El respeto a la Constitución
Uno de los grandes problemas del Ecuador es la fragilidad de las instituciones jurídicas, y también por ende el poco respeto a las leyes, empezando por la ley suprema que gobierna un país, que constituye la base fundamental o los cimientos sobre los que se construye un Estado. Me refiero a la Constitución de la República.
Cuando esa falta de respeto parte de quienes deben defenderla, protegerla, velar por su cumplimiento, las cosas no están bien. Como no lo estuvieron cuando en el año 1997 se irrespetó la norma constitucional y se eligió a un presidente interino, figura no existente en la normativa legal ecuatoriana y se desconoció el derecho de quien ejercía en ese entonces, por voto popular, la vicepresidencia de la república.
Esa ruptura constitucional abonó para las sucesivas debacles en las que ha caído el país, Se sintió como que todo era válido, como que no importaba el acatar la ley, cuando quienes debían respetarla más que nadie, los legisladores de la época, dentro del Congreso Nacional, hicieron caso omiso de la misma.
Muy pocos ven en esa ruptura constitucional el punto de partida de la falta de institucionalidad del país, y me parece que esa carencia de visión, alienta lo que sucedió en los años subsiguientes y que se perpetúa en los tiempos actuales.
En este sentido, parecería que es intrascendente el respeto a la ley, cuando de eso depende la seguridad jurídica de un estado, que a su vez atrae la inversión nacional y extranjera, proporciona certidumbre a los ciudadanos de cualquier estrato social, de cualquier credo político, y por lo tanto hace que las sociedades prosperen.
La ley no puede ni debe acomodarse a las intenciones o necesidades de los gobernantes, ese debe ser un principio inquebrantable.

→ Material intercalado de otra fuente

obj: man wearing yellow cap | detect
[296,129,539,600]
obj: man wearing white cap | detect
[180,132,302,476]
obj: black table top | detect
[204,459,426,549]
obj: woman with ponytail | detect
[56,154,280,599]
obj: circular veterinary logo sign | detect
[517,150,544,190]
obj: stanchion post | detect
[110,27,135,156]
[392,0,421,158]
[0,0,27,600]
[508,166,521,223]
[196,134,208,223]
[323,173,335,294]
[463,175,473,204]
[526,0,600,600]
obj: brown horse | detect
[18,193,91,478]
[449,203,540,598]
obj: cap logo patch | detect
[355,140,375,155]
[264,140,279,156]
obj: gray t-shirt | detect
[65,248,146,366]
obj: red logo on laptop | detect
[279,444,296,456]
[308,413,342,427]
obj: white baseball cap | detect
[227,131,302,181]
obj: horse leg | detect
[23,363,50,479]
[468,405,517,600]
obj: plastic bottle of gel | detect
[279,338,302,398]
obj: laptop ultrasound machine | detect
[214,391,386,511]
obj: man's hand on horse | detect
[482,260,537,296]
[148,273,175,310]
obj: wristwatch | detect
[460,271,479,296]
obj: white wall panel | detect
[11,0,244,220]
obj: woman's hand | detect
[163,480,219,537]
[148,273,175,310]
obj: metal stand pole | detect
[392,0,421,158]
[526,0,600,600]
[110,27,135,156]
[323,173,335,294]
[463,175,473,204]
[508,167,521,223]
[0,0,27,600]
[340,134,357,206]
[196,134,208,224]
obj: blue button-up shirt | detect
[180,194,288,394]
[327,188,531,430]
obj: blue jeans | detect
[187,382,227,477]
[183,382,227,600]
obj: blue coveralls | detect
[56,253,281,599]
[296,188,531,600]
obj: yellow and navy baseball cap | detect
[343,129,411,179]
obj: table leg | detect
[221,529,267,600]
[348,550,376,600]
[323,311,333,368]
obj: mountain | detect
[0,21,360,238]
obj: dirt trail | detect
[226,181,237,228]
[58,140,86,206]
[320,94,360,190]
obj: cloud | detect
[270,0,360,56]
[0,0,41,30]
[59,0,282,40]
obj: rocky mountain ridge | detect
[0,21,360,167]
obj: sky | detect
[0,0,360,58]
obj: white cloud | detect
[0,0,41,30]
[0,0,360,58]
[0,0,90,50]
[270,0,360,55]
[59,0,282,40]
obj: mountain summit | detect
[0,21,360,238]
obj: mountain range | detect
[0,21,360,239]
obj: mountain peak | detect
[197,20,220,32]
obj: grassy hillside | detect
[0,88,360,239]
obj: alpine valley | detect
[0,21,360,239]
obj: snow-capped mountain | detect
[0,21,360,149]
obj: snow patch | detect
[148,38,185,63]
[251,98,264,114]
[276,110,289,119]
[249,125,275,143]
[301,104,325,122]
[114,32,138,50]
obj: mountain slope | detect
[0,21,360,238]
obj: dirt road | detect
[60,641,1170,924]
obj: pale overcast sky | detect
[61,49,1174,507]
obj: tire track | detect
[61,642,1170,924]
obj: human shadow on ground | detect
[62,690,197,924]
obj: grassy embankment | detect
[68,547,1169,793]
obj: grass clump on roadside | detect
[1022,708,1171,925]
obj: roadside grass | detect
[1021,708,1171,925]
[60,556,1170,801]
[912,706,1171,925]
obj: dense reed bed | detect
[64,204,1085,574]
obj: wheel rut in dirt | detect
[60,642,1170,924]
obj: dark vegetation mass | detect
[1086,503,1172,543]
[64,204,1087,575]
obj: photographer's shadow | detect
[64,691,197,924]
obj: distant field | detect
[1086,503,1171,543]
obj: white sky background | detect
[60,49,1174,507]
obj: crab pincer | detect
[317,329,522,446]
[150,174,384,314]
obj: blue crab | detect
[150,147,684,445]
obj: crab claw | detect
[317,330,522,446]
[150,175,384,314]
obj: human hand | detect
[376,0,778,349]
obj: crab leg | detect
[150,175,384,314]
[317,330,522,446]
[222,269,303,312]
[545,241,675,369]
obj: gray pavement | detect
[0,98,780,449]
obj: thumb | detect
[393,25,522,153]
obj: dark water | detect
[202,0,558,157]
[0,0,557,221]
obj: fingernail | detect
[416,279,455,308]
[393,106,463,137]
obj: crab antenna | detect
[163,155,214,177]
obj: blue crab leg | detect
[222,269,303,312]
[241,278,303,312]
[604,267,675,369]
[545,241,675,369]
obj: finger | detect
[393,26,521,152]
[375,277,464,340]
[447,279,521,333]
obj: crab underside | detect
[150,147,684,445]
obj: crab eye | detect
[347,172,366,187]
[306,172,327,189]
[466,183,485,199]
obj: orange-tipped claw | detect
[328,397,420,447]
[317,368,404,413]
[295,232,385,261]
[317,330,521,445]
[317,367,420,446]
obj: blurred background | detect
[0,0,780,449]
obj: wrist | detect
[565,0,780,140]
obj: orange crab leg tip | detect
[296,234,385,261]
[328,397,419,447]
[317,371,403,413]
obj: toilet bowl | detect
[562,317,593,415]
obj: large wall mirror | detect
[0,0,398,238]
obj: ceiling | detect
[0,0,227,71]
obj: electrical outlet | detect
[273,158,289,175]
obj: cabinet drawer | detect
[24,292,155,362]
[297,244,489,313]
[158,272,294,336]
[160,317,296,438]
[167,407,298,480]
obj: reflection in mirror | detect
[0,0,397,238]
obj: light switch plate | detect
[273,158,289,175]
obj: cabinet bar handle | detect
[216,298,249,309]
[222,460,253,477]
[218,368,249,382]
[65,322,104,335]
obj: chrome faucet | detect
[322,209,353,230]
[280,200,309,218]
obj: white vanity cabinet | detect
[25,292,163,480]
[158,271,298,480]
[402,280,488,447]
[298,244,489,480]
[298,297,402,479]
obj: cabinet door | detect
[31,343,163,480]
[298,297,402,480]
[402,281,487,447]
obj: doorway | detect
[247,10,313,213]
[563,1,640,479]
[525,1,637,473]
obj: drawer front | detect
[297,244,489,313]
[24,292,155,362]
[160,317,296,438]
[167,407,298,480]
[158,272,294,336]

Podemos discrepar de la ley, someternos a los mecanismos conducentes para cambiarla, si es necesario, pero no desconocerla, tergiversarla o pasar por encima de ella.
Eso es lo que deber primar, ese espíritu y análisis prevalecer a la hora de determinar la situación de la actual vicepresidenta de la república, lo otro, el desconocimiento de la norma constitucional, solo abonará a un mayor descalabro del estado, de sus instituciones y de la vida nacional.